In Germany, Purpose is trialling new models of ownership; In the UK, Operation Upgrade is tackling company  law to weaken the power of shareholders; complementary currencies such as the Swiss WIR have operated in parallel to mainstream finance for decades; Common Future is creating more regional and community based economies in the US; B Corps are testing lots of ways of using business as a force for good; and even multi-national corporations are committing to a net positive impact on our climate, Microsoft and Interface being just two examples.

Mitigate

Mitigation is arguably where most effort has been going for a very long time. The raison-d’etre of many charities and public services has, for centuries, been to mitigate the worst excesses of our current system. Looking after those who have “fallen through the cracks” of our welfare system, cleaning up environmental pollution or protecting endangered species are all mitigation activities.

In recent times the Deep Adaptation movement is providing more sobering advice on the consequence of climate change that is already inevitable.

Mitigation is necessary and often the only compassionate and practical course of action. But we mustn’t let fighting the symptoms distract us from tackling the root cause of the disease. Unlike the coronavirus vaccine, the values and behaviours we need for a healthy economy are already among us today; but we need to spread them quickly. Values – even collective ones – reside in people. This is why, at On Purpose, we work with people who want to learn how to apply healthy values in the real life of their everyday work.
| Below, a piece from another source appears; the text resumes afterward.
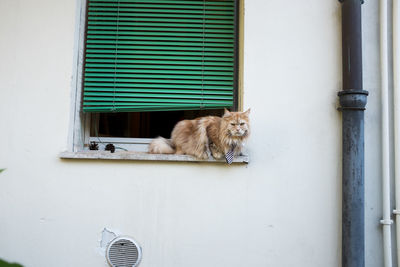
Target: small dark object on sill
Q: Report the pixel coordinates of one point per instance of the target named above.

We mustn’t let fighting the symptoms distract us from tackling the root cause of the disease

We are learning a tough lesson in how quickly a virus like corona can spread around the world. Viruses, as it happens, are also the vehicle by which gene therapists smuggle healthy genes into cancerous cells – one of the newest approaches to tackle the root causes of cancer. This gives me hope that fundamental change can happen more quickly than we think. We are already seeing the rapid spread of healthy viruses – from school climate strikes and veganism to the anti-plastic movement. I believe these are the trailblazers for many more gene therapies to come.

Tom Rippin is the founder and CEO of On Purpose.